Sonuç olarak, üç çeşit okuyucu ile karşı karşıya kalmaktayız:
1-) Birinci grup okuyucular, köşe yazılarını yazanlardan emin oldukları için, bu yazarların yazdıklarından da, % 100 emin olanlardır. Bunlar her yazılana, tasdik memuru gibi, “Evet! Doğru! Yazarımız haklı” cevabını verenlerdir.
2-) İkinci grup okuyucular ise, okuyan, eğrisi- doğrusunu tartan, tartışmaya açanlardır ki, bunlar araştırarak, zihinlerindeki soruların cevaplarını bulma, doğruya bir fazla yaklaşma temayülünde olanlardır. Okudukları her tür köşe yazısını, “yazanların kendi doğrularıdır” hükmü ile doğruluğuna inanmakla birlikte; “kesin doğrudur” damgasını vurmadan, mantık süzgecinden geçirirler. Bilgileri ile karşılaştırırlar. Doğrulamak için kitaplara, ilmi araştırmalara müracaat ile objektif olan, en doğruyu bulma gayretini gösterirler. Arzu edilen gerçek okuyucular da bunlardır.(s)
3-) Bu grupta bulunan okuyucular da, okudukları köşe yazılarını, tümden kabul etmeyen; yazılanlara, devamlı şüphe ile yaklaşan grubu oluştururlar.
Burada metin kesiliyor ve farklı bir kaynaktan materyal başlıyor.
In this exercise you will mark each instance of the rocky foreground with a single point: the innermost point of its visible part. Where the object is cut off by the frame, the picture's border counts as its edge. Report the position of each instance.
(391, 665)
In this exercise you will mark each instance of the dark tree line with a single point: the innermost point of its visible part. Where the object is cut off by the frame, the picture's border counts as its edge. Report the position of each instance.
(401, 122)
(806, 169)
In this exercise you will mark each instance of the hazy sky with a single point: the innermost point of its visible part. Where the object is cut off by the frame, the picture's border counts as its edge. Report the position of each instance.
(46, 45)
Bu okuyucular, kendi bildiklerinin en doğru bilgiler olduğu vehmine kapılanlardır.
Yukarıda görüntüleri çizilen okuyucu gruplarından, en fazla üzerinde durulması gereken okuyucu grubunun/ ideal okuyucu grubunun, ikinci grup/ her yönü ile orta noktada bulunan grup, olduğunu söyleyebiliriz. Arzu edilen okuyucu tiplemesi de kanaatime göre bu olmalıdır. Neden, diye sorulduğunu duyar gibiyim. Orta noktayı bulanların, aşırılığa kaçmayanların, objektif düşünceye daha fazla yaklaşabildiklerini; diğer insanların hak ve özgürlüklerinin de olabileceğini kabul edebilecek potansiyele sahip kimseler olabildiklerini; cemiyetin örf ve adetlerine saygılı olmanın insanların görevi olduğunun bilincinde olduklarını ifade edebiliriz. Yaşantımızın her konuda bir parçası da, orta noktaları bularak yaşayabilmek değil midir?
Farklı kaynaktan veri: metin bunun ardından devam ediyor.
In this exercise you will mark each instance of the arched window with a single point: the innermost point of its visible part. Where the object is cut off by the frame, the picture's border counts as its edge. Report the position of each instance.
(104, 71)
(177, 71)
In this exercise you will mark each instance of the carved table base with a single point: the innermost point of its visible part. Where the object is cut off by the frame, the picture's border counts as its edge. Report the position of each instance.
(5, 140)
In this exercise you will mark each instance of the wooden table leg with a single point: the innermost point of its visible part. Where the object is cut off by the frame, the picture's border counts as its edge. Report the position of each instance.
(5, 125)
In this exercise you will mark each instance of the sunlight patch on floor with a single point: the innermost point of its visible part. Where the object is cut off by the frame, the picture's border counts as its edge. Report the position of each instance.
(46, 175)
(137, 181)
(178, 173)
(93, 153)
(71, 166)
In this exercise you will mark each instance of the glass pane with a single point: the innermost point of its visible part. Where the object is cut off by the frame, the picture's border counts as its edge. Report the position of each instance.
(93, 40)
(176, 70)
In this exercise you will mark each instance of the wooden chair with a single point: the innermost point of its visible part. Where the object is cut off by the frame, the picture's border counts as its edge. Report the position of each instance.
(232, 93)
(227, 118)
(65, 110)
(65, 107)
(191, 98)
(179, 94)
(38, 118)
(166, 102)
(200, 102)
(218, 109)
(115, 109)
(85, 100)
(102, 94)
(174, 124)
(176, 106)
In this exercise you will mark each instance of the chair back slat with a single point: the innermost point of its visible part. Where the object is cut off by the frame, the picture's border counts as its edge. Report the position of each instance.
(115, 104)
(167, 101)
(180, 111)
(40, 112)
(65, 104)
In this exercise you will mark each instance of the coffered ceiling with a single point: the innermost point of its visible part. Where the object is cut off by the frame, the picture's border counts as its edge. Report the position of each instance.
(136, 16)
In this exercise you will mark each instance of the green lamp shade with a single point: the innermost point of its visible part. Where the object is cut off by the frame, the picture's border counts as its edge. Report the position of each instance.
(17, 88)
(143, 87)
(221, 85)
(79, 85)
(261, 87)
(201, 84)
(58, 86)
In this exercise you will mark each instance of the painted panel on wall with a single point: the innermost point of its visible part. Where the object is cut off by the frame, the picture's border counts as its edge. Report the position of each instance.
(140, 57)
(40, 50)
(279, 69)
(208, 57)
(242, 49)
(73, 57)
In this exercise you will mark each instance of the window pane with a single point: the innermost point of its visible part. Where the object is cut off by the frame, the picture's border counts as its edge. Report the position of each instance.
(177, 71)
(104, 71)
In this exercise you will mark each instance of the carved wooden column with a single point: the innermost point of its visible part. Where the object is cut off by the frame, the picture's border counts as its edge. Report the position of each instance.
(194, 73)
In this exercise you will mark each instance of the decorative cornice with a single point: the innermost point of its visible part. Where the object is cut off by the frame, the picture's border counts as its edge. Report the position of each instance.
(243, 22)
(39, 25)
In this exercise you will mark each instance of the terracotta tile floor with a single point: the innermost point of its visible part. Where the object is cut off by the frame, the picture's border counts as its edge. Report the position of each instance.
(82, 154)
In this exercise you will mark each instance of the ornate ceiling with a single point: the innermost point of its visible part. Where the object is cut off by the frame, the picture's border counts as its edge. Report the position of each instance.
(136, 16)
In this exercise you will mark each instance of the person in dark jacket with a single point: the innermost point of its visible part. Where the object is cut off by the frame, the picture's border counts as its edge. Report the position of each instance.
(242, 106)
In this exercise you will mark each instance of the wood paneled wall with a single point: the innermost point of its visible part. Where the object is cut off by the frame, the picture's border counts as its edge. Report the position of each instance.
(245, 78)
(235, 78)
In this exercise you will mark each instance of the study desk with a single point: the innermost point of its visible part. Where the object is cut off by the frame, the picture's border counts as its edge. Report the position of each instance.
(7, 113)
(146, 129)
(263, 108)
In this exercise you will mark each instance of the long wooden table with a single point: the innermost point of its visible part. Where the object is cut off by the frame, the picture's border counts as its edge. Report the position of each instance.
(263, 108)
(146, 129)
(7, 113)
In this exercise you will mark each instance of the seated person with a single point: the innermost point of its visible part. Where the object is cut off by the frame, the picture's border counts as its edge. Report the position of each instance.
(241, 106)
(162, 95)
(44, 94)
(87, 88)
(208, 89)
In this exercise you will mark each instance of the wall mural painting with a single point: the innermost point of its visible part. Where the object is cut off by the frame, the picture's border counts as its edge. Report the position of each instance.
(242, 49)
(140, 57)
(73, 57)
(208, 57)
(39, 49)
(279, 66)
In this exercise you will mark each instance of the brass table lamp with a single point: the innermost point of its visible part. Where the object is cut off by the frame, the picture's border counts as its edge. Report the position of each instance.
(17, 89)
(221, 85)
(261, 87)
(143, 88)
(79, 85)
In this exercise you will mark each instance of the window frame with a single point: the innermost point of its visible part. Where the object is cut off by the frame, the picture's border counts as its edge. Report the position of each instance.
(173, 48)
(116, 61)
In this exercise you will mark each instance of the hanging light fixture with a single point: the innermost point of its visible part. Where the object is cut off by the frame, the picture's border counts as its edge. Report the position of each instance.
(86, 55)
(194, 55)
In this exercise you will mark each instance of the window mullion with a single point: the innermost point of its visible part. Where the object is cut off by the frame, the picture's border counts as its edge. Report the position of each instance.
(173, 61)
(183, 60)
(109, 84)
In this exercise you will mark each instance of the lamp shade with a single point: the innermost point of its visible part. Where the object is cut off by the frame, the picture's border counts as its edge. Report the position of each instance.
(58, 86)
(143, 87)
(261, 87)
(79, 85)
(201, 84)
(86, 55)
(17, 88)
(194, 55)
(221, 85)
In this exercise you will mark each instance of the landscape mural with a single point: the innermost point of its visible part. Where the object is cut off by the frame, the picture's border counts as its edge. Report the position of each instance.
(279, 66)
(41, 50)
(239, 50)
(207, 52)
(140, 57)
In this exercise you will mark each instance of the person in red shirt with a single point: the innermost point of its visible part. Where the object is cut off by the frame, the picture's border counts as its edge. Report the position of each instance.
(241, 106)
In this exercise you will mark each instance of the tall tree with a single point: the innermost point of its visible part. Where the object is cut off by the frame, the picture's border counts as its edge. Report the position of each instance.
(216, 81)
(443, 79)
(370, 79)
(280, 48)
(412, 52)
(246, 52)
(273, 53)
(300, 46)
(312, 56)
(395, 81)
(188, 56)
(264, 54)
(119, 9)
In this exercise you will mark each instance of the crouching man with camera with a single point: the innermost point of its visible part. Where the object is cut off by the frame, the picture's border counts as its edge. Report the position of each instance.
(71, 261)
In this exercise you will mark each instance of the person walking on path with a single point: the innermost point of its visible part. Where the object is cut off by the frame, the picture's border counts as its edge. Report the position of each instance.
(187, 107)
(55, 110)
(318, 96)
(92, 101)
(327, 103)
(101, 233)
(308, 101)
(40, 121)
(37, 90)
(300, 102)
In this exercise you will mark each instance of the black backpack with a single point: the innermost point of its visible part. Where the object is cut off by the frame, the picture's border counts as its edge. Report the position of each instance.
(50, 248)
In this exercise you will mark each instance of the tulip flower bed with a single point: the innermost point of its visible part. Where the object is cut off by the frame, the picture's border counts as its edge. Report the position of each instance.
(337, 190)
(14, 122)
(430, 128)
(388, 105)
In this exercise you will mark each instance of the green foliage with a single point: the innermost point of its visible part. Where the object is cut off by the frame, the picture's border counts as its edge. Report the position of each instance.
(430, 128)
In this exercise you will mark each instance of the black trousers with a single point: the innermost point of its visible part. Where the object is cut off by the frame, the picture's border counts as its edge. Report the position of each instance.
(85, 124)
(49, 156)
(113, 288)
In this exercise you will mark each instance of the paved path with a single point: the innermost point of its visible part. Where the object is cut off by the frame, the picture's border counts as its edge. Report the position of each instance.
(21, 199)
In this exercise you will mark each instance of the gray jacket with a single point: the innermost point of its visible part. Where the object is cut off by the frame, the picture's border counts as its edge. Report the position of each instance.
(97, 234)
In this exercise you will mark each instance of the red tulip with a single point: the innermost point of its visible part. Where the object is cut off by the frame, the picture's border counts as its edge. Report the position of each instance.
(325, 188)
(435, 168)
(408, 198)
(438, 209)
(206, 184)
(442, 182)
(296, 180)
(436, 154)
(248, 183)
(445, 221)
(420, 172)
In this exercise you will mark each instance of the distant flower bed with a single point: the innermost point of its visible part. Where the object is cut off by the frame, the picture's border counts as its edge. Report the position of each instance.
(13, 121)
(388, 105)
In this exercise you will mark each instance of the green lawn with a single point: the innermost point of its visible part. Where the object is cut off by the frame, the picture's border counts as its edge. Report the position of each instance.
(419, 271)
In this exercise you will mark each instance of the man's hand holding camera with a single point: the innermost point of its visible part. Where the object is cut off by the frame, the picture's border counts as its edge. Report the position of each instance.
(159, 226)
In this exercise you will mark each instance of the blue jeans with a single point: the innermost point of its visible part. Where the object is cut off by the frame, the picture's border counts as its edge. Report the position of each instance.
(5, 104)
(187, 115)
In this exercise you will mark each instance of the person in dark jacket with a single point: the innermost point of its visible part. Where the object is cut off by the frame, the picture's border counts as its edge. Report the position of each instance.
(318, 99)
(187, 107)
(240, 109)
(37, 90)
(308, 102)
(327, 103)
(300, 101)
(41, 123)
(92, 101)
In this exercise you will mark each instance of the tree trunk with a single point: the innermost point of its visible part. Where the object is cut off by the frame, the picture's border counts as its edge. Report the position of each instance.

Anaların çocuklarına olan sevgisi kutsaldır. Övgüye lâyıktır. Bu sevgi ne kadar yüceltilse yeridir. Ancak, bu sevginin fazlasının da, fayda yerine zarar getirdiğini görmemek, sanırım körlük olur. Örnekleri o kadar çoktur ki, sevgi veriyorum derken, nefreti aşılayan birçok analara/ babalara, şahit olmuşuzdur. Bu konuda örnekler o kadar çok ve karmaşıktır ki, örnek olarak vermeye kalksak, binlerce örneği, arka arkaya sıralamak zorunda kalabiliriz.(is)
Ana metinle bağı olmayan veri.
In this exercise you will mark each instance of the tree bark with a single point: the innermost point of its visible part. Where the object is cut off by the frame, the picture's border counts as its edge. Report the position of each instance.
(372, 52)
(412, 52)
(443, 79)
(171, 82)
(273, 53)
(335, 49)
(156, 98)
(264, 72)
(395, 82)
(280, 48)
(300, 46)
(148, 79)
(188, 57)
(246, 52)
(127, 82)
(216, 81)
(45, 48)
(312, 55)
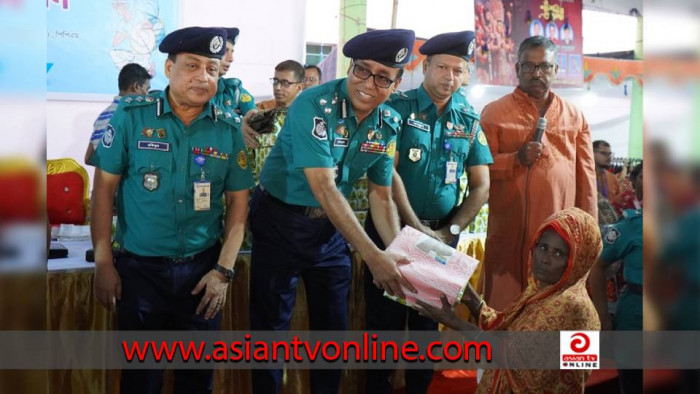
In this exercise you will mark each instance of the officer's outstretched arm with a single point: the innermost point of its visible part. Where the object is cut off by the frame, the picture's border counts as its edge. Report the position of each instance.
(236, 214)
(479, 184)
(384, 212)
(107, 284)
(383, 265)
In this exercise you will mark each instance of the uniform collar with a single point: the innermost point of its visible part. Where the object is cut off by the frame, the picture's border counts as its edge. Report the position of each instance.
(424, 100)
(163, 106)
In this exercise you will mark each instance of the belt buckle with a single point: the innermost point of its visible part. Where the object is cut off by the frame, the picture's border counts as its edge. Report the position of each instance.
(315, 212)
(178, 260)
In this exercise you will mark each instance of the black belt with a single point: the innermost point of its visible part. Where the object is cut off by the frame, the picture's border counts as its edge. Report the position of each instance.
(310, 212)
(169, 259)
(635, 288)
(436, 224)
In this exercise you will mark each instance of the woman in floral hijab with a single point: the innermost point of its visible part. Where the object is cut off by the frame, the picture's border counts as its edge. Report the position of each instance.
(565, 248)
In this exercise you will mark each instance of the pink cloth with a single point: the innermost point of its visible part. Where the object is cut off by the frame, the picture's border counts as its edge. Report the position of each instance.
(435, 268)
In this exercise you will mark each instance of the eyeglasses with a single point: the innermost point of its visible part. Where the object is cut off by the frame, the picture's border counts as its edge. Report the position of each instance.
(363, 73)
(528, 67)
(282, 82)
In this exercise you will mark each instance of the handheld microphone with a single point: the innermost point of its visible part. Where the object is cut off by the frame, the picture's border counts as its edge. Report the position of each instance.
(541, 125)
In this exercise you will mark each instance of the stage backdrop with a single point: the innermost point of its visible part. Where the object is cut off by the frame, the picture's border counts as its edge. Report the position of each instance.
(501, 25)
(88, 42)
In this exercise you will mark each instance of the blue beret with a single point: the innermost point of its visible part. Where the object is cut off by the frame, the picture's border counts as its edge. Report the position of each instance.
(204, 41)
(231, 34)
(390, 47)
(460, 44)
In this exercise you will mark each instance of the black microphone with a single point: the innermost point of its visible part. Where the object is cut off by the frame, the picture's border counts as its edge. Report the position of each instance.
(541, 125)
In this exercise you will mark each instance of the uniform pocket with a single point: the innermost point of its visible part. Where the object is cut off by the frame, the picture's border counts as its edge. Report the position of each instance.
(155, 169)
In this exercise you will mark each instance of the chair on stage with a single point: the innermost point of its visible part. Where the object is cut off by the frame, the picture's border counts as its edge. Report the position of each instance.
(67, 192)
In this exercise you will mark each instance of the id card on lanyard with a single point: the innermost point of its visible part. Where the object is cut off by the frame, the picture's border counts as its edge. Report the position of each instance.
(202, 188)
(450, 166)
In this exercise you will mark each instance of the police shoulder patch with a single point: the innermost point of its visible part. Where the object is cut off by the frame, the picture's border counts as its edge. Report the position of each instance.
(242, 160)
(482, 138)
(233, 82)
(612, 235)
(391, 149)
(108, 136)
(319, 129)
(138, 100)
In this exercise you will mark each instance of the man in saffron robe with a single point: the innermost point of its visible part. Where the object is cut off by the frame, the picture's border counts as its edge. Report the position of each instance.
(531, 180)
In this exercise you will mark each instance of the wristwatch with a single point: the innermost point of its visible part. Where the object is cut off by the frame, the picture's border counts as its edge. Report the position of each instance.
(225, 272)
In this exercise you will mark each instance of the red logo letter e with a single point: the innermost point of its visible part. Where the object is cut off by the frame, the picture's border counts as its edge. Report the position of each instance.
(580, 342)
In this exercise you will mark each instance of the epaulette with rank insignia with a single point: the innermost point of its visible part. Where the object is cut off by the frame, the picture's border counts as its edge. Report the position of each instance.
(226, 115)
(391, 118)
(138, 100)
(232, 82)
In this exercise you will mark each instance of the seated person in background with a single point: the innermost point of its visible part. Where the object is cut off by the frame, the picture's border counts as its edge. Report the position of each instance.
(630, 199)
(567, 245)
(623, 241)
(286, 85)
(133, 79)
(312, 76)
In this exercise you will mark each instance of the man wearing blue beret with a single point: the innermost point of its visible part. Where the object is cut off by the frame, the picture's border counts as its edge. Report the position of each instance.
(230, 93)
(174, 157)
(440, 139)
(300, 218)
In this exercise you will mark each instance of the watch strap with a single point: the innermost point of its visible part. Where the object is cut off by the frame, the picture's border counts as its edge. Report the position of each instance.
(228, 273)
Bütün bu düşünceler neticesi, elde kalan ana fikir mahiyetindeki özlü düşüncelerimizi aşağıdaki şekilde sıralayabiliriz:
“Her konuda, orta noktayı bulmak, belki, doğuştan insanlara verilmiş özel bir kabiliyettir.”
“Her konuda, orta noktayı bulmak, sonradan kazanılabilen, daha doğru ifade ile, gayret gösterilerek elde edilebilen bir sanattır.”
“Her konuda, orta noktayı bulmak, sonradan kazanılabilen, bir estetik güzelliktir” denilebilir.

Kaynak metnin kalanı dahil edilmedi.